Ruck scowled. "We can continue this discussion elsewhere. For now, it would be best to put a considerable distance between ourselves and this place. Agreed?"

"Agreed. But I will choose the direction of our travel."

"Have you any notion of where we are? Or where you would like to go?"

"None whatsoever. But I intend to proceed in that direction." I pointed at random into the forest. I wanted only to forestall our return to Edgewater, where I knew Ruck intended to lead us straightaway.

"This direction would be better, my lord," said Ruck mildly, pointing.

I stood up and tossed aside the orc skull. "Then I will see you upon my return with Satta."

"This is foolishness! If I must truss you hand and foot and carry you from this forest, I will do it."
"And what are our chances of getting out of this wood alive if you are carrying me the whole way? None, I daresay."
Ruck grabbed my arm, glowering. "See here, fool! I don't give two rat's farts for you. I came after you because the Countess is scared witless at the thought of losing you! I won't hesitate to leave you behind if you refuse to come with me right now!"

"I think I've made my intentions perfectly clear," I said.
With a snarl, Ruck put the point of his sword under my chin. "I must insist we return the way we came, my lord," he said quietly.

"Ruck, do you mean to kill me in order to stop me from risking my life in the woods?"

He glared at me balefully for many long seconds, but at length lowered his blade. "I almost admire your determination, my lord. But then I remember that you are merely a lovestruck mooncalf.

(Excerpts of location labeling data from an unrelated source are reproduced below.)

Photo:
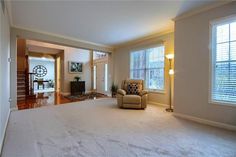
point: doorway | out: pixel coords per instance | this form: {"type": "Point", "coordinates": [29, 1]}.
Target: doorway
{"type": "Point", "coordinates": [100, 72]}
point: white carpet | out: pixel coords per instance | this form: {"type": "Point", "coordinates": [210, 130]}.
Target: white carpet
{"type": "Point", "coordinates": [97, 128]}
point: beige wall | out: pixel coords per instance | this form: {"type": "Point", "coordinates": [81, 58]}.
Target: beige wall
{"type": "Point", "coordinates": [122, 63]}
{"type": "Point", "coordinates": [192, 67]}
{"type": "Point", "coordinates": [77, 55]}
{"type": "Point", "coordinates": [4, 73]}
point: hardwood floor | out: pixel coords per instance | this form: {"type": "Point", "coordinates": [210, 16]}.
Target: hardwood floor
{"type": "Point", "coordinates": [53, 98]}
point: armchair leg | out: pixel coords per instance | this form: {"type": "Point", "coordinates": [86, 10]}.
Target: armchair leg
{"type": "Point", "coordinates": [169, 110]}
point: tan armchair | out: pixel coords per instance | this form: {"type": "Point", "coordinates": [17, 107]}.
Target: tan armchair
{"type": "Point", "coordinates": [137, 101]}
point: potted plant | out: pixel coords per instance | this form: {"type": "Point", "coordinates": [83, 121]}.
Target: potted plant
{"type": "Point", "coordinates": [77, 78]}
{"type": "Point", "coordinates": [113, 89]}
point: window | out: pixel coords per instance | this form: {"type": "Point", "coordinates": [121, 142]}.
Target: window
{"type": "Point", "coordinates": [148, 65]}
{"type": "Point", "coordinates": [223, 88]}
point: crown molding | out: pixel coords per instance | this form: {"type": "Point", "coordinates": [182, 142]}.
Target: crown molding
{"type": "Point", "coordinates": [61, 36]}
{"type": "Point", "coordinates": [143, 39]}
{"type": "Point", "coordinates": [201, 9]}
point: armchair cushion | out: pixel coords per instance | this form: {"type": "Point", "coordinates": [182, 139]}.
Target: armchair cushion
{"type": "Point", "coordinates": [121, 92]}
{"type": "Point", "coordinates": [143, 92]}
{"type": "Point", "coordinates": [132, 99]}
{"type": "Point", "coordinates": [134, 88]}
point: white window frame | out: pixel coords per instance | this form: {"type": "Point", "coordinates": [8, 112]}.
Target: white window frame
{"type": "Point", "coordinates": [212, 56]}
{"type": "Point", "coordinates": [144, 48]}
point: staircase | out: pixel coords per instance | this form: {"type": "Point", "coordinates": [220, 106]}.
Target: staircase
{"type": "Point", "coordinates": [21, 86]}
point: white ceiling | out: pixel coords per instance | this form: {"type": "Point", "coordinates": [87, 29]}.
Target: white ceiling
{"type": "Point", "coordinates": [103, 22]}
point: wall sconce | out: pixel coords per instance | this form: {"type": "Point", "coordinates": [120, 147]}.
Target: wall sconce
{"type": "Point", "coordinates": [170, 57]}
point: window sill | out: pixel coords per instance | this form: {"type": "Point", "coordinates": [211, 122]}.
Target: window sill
{"type": "Point", "coordinates": [227, 104]}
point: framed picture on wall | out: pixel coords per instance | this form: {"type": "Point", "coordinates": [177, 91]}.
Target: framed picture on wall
{"type": "Point", "coordinates": [75, 67]}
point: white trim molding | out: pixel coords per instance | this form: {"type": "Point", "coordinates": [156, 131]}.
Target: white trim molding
{"type": "Point", "coordinates": [201, 9]}
{"type": "Point", "coordinates": [159, 104]}
{"type": "Point", "coordinates": [205, 121]}
{"type": "Point", "coordinates": [4, 132]}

All this passion and valor for the sake of a servitrix." He turned his head and spat in disgust.

"Satta didn't deserve her fate, Ruck."

"She was born, wasn't she? We all get what's coming to us." Ruck resheathed his sword. "Well, Lord Mooncalf, let us see what destiny awaits us."

For two hours we trekked deeper into the forest, until we were halted by the failing light as dusk approached. We made camp and built a small fire, and from under his cloak Ruck pulled a backpack, which he had stocked with a variety of simple provisions, apples and black bread and saltmeat, a skin of water and another of wine. I was reminded that I had not eaten all day, and devoured my portion with alacrity. Then I leaned back and felt the weight of my weariness settle into my bones.

"Where are your men, Ruck?" I asked, stifling a yawn. "Why didn't you bring them?"